The fact she knew surprised him. “You’re familiar with it?”
“Anyone who’s ever worked with horses is familiar with it,” she told him. “Maybe I wasn’t raised around Thoroughbreds, but the equestrian world isn’t exactly a big one.”
He eyed her intently. “I didn’t think you rode anymore.”
She eyed him back just as interestedly. “How did you know that?”
Oh, hell. He knew that because he’d met a woman a year or so after Del Mar who’d remembered encountering Daniel and Marnie at a restaurant there, and had remarked what a cute couple the two had made. She’d turned out to be a friend of Marnie’s mother and had mentioned that Marnie had given up riding, not just competitively, but completely. Daniel had never discovered why, because he’d manufactured an excuse to extract himself from the conversation before the woman could fill him in on any more about Marnie’s life. He’d finally reached a point by then where he wasn’t thinking about her every day and hadn’t wanted to lose ground.
For now, though, he only said, “I ran into a friend of your mother’s at a party in Ocala a while back, and she mentioned it.”
Marnie nodded, but didn’t seem to want to revisit the past any more than he did.
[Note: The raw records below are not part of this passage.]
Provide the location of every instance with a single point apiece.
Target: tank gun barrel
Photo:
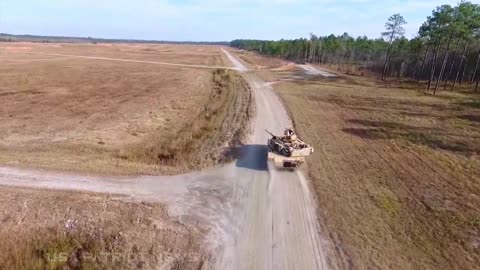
(271, 134)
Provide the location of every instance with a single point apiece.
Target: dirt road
(260, 218)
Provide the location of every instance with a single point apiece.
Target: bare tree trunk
(433, 66)
(449, 75)
(444, 63)
(460, 66)
(385, 66)
(464, 67)
(423, 64)
(476, 69)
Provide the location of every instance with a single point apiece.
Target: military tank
(287, 151)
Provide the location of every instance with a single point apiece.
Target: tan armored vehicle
(287, 151)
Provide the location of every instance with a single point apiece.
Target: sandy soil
(395, 171)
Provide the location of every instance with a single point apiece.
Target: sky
(209, 20)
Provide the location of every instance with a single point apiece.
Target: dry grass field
(104, 116)
(396, 171)
(67, 230)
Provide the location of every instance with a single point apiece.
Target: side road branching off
(445, 53)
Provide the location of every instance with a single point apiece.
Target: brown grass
(396, 171)
(201, 142)
(81, 114)
(59, 230)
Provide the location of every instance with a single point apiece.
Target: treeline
(445, 53)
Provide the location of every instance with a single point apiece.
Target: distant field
(98, 115)
(179, 54)
(396, 171)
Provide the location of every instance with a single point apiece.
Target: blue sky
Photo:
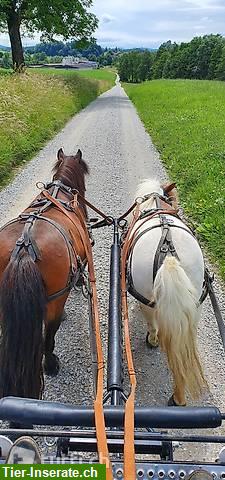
(148, 23)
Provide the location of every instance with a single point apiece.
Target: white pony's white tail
(177, 317)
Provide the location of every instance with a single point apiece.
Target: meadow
(186, 119)
(35, 105)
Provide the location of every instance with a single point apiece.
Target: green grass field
(186, 121)
(34, 106)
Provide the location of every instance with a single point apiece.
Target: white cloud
(148, 23)
(106, 18)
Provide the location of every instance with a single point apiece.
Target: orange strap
(78, 221)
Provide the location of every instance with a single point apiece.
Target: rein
(79, 222)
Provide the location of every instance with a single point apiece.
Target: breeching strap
(78, 221)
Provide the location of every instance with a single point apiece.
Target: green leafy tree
(69, 18)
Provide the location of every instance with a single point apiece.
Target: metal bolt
(119, 473)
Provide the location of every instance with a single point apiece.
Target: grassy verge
(186, 122)
(105, 77)
(33, 107)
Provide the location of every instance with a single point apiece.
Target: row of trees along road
(202, 58)
(70, 19)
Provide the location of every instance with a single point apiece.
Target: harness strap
(129, 450)
(79, 223)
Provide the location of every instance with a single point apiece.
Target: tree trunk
(15, 40)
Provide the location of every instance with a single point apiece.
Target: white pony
(173, 286)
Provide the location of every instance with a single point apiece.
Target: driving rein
(27, 243)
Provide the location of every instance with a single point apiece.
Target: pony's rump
(176, 311)
(22, 306)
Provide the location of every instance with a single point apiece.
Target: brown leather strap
(79, 222)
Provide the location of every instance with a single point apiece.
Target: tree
(69, 19)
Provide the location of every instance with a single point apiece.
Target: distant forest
(53, 52)
(203, 58)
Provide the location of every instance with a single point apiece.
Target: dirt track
(120, 154)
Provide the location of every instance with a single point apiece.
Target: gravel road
(120, 154)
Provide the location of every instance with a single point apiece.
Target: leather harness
(165, 246)
(27, 243)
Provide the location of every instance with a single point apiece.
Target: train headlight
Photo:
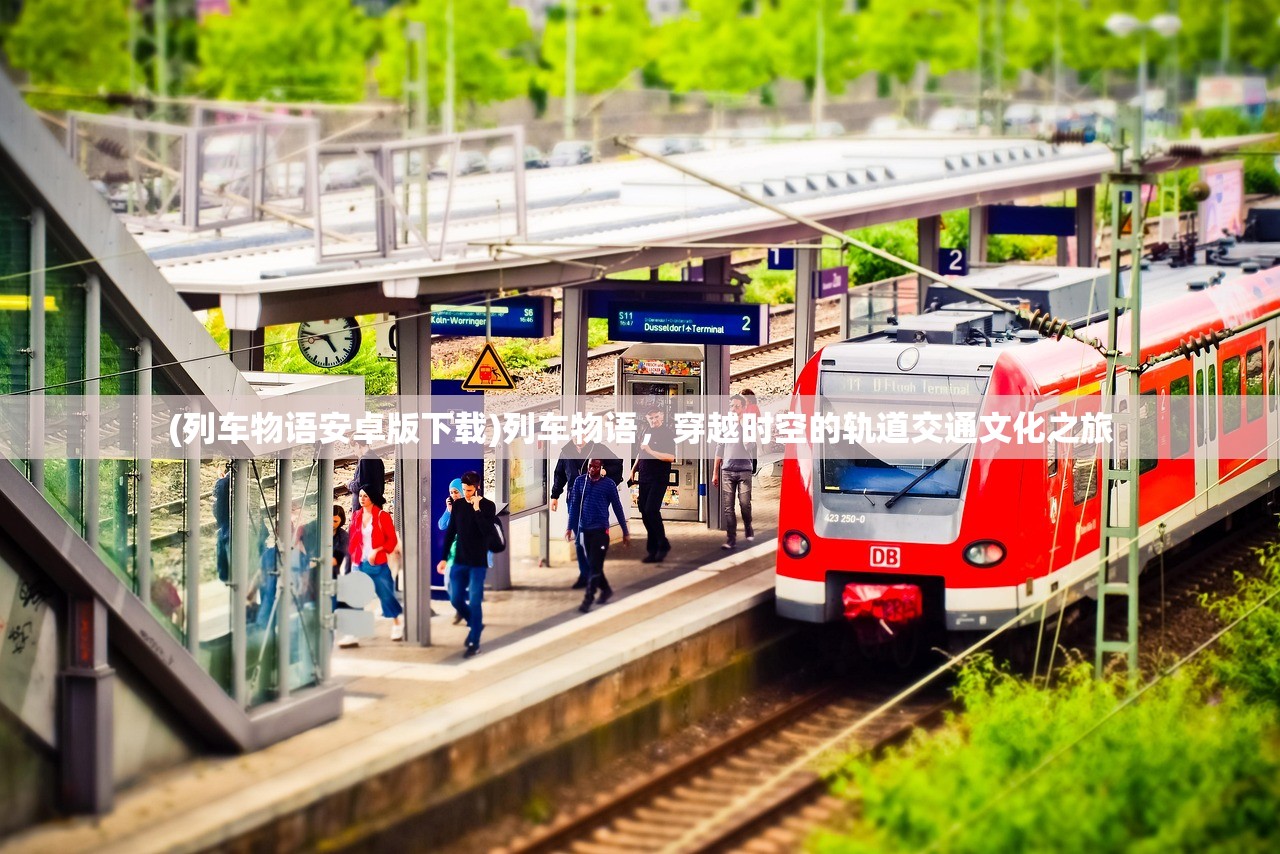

She continued, rather hastily, “Not to mention Quest is the home of Leopold’s Legacy, who’s about to win the Triple Crown. And with a woman jockey, no less. But you didn’t train him,” she added, sounding a little surprised at that.
Maybe she didn’t ride anymore, but it was obvious she was still interested in the horse world. He shook his head. “No, the Prestons’ son Robbie trained Legacy.”